Aswaja sebagai Manhaj al-Fikr
Kurang lebih
sejak 1995/1997, Pergerakan Mahasiswa Islam Indonesia Aswaja sebagai Manhaj
al-Fikr. Tahun 1997 diterbitkan sebuah buku saku tulisan Sahabat Chatibul Umam
Wiranu berjudul membaca ulang Aswaja (PB PMII, 1997). Buku tersebut
merupakan rangkuman hasil simposium Aswaja di tulung Agung. Konsep dasar yang
dibawa dalam Aswaja sebagai Manhaj al-Fikr tidak dapat dilepas dari gagasan KH.

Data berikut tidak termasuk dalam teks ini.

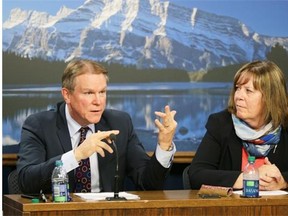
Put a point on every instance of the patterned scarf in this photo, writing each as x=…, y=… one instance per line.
x=257, y=143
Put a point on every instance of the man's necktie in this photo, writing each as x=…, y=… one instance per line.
x=83, y=173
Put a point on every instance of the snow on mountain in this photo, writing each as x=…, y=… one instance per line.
x=148, y=34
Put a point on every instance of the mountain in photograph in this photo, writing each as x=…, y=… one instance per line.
x=141, y=33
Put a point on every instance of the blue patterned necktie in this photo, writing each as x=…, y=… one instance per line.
x=83, y=173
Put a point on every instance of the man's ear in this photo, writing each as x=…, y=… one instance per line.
x=66, y=95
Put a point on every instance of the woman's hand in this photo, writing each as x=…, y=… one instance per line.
x=167, y=128
x=270, y=177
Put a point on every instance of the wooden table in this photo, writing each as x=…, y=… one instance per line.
x=169, y=202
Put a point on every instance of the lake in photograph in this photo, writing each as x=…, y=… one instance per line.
x=194, y=102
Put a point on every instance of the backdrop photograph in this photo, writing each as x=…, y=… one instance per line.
x=183, y=53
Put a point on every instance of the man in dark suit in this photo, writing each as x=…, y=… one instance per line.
x=54, y=135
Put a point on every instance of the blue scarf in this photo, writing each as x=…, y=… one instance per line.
x=257, y=143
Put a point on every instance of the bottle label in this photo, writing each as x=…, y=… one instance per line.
x=60, y=193
x=251, y=188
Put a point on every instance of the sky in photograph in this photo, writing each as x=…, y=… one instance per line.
x=267, y=17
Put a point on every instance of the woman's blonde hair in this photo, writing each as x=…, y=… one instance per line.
x=81, y=66
x=270, y=81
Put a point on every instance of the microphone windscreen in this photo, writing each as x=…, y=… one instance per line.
x=112, y=137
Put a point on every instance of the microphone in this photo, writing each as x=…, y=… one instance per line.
x=116, y=178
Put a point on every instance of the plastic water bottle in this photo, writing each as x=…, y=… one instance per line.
x=250, y=179
x=60, y=183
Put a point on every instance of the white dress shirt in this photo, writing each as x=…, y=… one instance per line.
x=70, y=163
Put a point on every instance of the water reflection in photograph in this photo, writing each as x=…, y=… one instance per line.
x=194, y=102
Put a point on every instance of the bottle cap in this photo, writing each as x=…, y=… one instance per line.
x=58, y=163
x=35, y=200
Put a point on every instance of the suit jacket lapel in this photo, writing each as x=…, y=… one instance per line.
x=63, y=131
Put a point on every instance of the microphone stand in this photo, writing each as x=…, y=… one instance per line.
x=116, y=178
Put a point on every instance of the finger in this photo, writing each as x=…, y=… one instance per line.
x=267, y=162
x=100, y=148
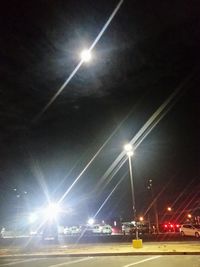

Said Aqil Siradj yang mengundang kontroversi, mengenai perlunya Aswaja di
Tafsir ulang dengan memberikan kebebasan lebih bagi para Intelektual dan Ulama
untuk merujuk langsung kepada Ulama dan pemikir utama yang tersebut dalam
pengertian Aswaja.
Sebagai
manhaj al-fikr, PMII memandang bahwa Ahl as-Sunnah wa al-Jama’ah adalah
orang-orang yang memiliki metode berpikir keagamaan yang mencakup semua aspek
kehidupan dengan berlandaskan atas dasar Tawasut (moderat), tawazun
(keseimbangan), Ta’adul (proporsional) dan Tasamuh toleran. Aswaja bukan hanya
sebuah Madzhab (qauli), melainkan juga memiliki metode dan prinsip berpikir
dalam menghadapi persoalan-persoalan agama sekaligus urusan sosial kemasyarakatan;
inilah makna Aswaja sebagai manhaj al-fikr.
Sebagai
manhaj al-fikr, PMII berpegang pada prinsip-prinsip Tawasut (moderat), Tawazun
(keseimbangan), Tasamuh (toleran) dan ta’adul (proporsional). Moderat tercermin
dalam pengambilan hukum (istinbat) yaitu memperhatikan posisi akal disamping
memperhatikan nash. Aswaja memberi titik porsi yang seimbang antara rujukan
nash (al-qur’an dan al-hadits) dengan penggunaan akal, berarti Tawasut
adalah sikap tengah-tengah, sedang-sedang, tidak ekstrim kiri ataupun ekstrim
kanan.
Ini
diberdasarkan firman Allah SWT dalam surah al-Baqarah: 143 Artinya, “Dan
demikianlah kami jadikan kamu sekalian (umat Islam) umat pertengahan
(adil dan pilihan) agar kamu menjadi saksi (ukuran penilaian) atas
(sikap dan perbuatan) manusia umumnya dan supaya Allah SWT menjadi saksi
(ukuran penilaian) atas (sikap dan perbuatan) kamu sekalian”.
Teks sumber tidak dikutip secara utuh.